Comprehensive questions evoke greater semantic expansion (higher $H(A)-H(C)$ ) and SEP, while focused competitive questions manifest low-dispersion, low entropy changes.

Qualitative and LLM-as-a-Judge Analysis

LLM-based evaluation (Claude Sonnet 4.5) was used to adjudicate SF-guided answer selection. While high and low $\mathcal{F}_S$ answers exhibited equivalent human-perceived quality by standard criteria (faithfulness, completeness, coherence, relevance), additional experiments revealed SF can sometimes expose semantic drift or hallucination undetected by surface-level metrics. Thus, $\mathcal{F}_S$ provides a distinct axis of evaluative insight, emphasizing alignment in information flow rather than stylistic or surface coverage.

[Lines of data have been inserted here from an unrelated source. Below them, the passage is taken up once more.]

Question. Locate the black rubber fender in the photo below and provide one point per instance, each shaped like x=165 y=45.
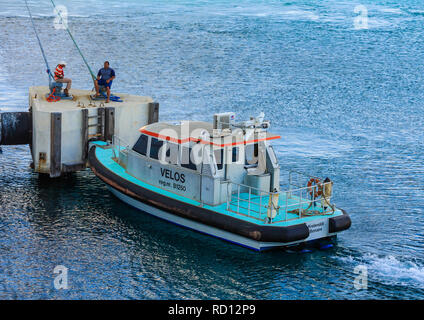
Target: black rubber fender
x=339 y=223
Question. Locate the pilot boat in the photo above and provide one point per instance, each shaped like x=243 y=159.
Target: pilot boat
x=220 y=178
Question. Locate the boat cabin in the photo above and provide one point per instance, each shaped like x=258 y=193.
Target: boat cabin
x=205 y=161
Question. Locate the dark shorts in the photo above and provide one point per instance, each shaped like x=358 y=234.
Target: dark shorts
x=103 y=83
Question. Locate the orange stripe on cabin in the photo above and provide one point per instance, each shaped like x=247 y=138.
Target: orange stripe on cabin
x=181 y=141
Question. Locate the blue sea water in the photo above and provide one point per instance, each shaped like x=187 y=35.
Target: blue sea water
x=348 y=103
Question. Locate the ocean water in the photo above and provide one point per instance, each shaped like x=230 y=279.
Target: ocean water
x=348 y=103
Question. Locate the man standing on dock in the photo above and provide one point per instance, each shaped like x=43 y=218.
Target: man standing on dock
x=105 y=77
x=59 y=76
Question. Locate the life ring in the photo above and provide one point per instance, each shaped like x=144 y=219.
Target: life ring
x=314 y=187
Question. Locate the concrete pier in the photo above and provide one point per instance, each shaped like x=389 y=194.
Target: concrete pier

Theoretical and Practical Implications

This framework addresses several key limitations of existing evaluation protocols:

Reference-free assessment: SF does not require gold references, providing a rigorous alternative to BLEU/ROUGE.
Disentanglement of prompt and context: SEP and SF implicitly factor context complexity, obviating the pathologies of marginal-answer-entropy-only methods.
Hallucination control: Large SEP or low SF values signal semantic drift indicative of hallucination, enabling robust candidate selection or post-hoc detection.
Explainability: The inferred transition matrices and topic probabilities provide interpretable windows into LLM operation.
Scalability: Methods are compatible with any embedding model and are highly efficient due to convexity.
Figure 1: Scatter plot over many synthetic QCA triplets, validating the general negative SF–SEP trend but demonstrating nontrivial residual variability.

Future Directions

Scaling and domain transfer: Application to larger, more diverse datasets and different domains.
RAG and multi-turn: Adaptation to retrieval-augmented architectures and multi-step dialogues.
Robust uncertainty quantification: Integration with Bayesian uncertainty and epistemic risk monitors.
Prompt and answer optimization: Using metrics for systematic prompt engineering and answer curation.

Conclusion

This work establishes an information-theoretic and thermodynamic foundation for evaluating LLM semantic faithfulness and hallucination risk, operationalized through the black-box metrics of SF and SEP (2512.05156). These advances extend the semantic divergence framework [halperin2025sdm, halperin2025dib], providing practical, theoretically justified tools for answer selection, algorithmic governance, and empirical audit in high-stakes LLM deployement. The joint use of SF and SEP yields richer diagnostics than either metric alone, with broad implications for both foundational LLM analysis and downstream applications.